New York Times health and science writer Pam Belluck, covering the FDA’s approval of the nation’s first digital drug, Abilify MyCite, used the phrase “Biomedial Big Brother” to place worries about potential implications associated with the drug’s authorization. Orwell’s metaphor invokes the image of a grand, omnipotent government force with knowledge so expansive even the insides of bodies are not protected from its reach. However, Belluck’s use of the term is misguided, as privacy is not threatened by government overreach, but by insecurity of intimate health related data.
As the token government-skeptic amongst my friends, heads usually turn in my direction at mention of 1984. But references to Orwell are rarely well-placed. While possible that the newly approved tracking medical technology could someday become a tool at the government’s direct disposal, this is not the reality. Threats to privacy more tangible, credible, and immediately imminent than the sensationalized fear of government tracking exist.

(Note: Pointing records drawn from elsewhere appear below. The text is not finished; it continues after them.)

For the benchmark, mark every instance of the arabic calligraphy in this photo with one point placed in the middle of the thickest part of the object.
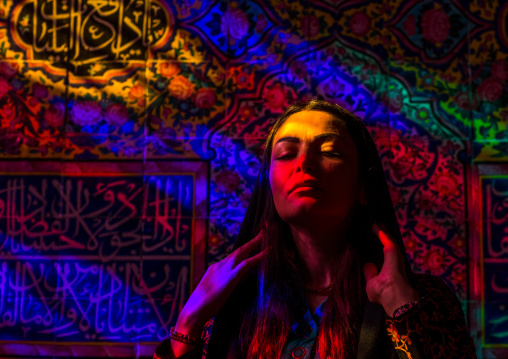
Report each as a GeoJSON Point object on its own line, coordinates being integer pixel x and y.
{"type": "Point", "coordinates": [85, 32]}
{"type": "Point", "coordinates": [495, 258]}
{"type": "Point", "coordinates": [496, 217]}
{"type": "Point", "coordinates": [94, 257]}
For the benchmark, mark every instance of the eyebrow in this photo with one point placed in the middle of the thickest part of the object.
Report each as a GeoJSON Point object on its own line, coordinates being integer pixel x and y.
{"type": "Point", "coordinates": [322, 136]}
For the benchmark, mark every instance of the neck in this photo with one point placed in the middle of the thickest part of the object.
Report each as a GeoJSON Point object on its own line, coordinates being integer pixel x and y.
{"type": "Point", "coordinates": [318, 246]}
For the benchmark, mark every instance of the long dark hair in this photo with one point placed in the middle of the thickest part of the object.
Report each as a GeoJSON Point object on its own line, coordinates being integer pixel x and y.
{"type": "Point", "coordinates": [267, 322]}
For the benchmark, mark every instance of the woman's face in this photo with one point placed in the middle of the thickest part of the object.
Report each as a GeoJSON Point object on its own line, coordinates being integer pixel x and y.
{"type": "Point", "coordinates": [314, 169]}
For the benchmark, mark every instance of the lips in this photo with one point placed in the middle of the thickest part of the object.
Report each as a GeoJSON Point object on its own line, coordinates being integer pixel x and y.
{"type": "Point", "coordinates": [306, 185]}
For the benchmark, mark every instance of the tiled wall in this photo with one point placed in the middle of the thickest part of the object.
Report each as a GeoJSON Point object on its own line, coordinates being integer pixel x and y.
{"type": "Point", "coordinates": [131, 134]}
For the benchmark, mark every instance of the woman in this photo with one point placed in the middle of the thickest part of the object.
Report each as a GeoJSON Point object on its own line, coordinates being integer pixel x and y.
{"type": "Point", "coordinates": [319, 269]}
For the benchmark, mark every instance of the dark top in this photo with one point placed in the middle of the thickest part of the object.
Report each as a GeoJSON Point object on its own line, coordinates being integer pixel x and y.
{"type": "Point", "coordinates": [434, 328]}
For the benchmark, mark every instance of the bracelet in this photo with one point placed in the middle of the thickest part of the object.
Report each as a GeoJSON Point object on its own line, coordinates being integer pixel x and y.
{"type": "Point", "coordinates": [183, 338]}
{"type": "Point", "coordinates": [404, 308]}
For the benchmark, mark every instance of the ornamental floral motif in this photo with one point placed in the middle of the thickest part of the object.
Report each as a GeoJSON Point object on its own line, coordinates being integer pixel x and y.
{"type": "Point", "coordinates": [435, 25]}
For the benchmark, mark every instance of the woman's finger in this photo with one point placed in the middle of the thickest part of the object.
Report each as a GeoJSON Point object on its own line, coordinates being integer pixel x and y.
{"type": "Point", "coordinates": [369, 271]}
{"type": "Point", "coordinates": [383, 236]}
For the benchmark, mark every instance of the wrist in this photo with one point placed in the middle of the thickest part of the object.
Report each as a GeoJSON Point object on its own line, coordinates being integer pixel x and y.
{"type": "Point", "coordinates": [399, 297]}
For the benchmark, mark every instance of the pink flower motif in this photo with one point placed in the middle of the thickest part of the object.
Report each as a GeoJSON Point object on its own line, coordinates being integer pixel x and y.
{"type": "Point", "coordinates": [234, 24]}
{"type": "Point", "coordinates": [310, 25]}
{"type": "Point", "coordinates": [409, 25]}
{"type": "Point", "coordinates": [116, 115]}
{"type": "Point", "coordinates": [499, 69]}
{"type": "Point", "coordinates": [435, 25]}
{"type": "Point", "coordinates": [275, 98]}
{"type": "Point", "coordinates": [54, 115]}
{"type": "Point", "coordinates": [360, 23]}
{"type": "Point", "coordinates": [466, 102]}
{"type": "Point", "coordinates": [181, 88]}
{"type": "Point", "coordinates": [490, 89]}
{"type": "Point", "coordinates": [86, 113]}
{"type": "Point", "coordinates": [205, 98]}
{"type": "Point", "coordinates": [261, 23]}
{"type": "Point", "coordinates": [11, 141]}
{"type": "Point", "coordinates": [446, 184]}
{"type": "Point", "coordinates": [227, 181]}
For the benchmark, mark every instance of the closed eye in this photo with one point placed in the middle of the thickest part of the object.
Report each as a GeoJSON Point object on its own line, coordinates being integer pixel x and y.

Concerns over privacy, the body, and individual liberties in this increasingly-invasive Age of Technology are rightly quick to rise when thinking about how similar technology can evolve and impact personal freedoms in the future. From the comment sections on articles about the new drug, it seems the main point of controversy is the potential that the government may co-opt this technology for future nefarious uses. Is the concern unfounded?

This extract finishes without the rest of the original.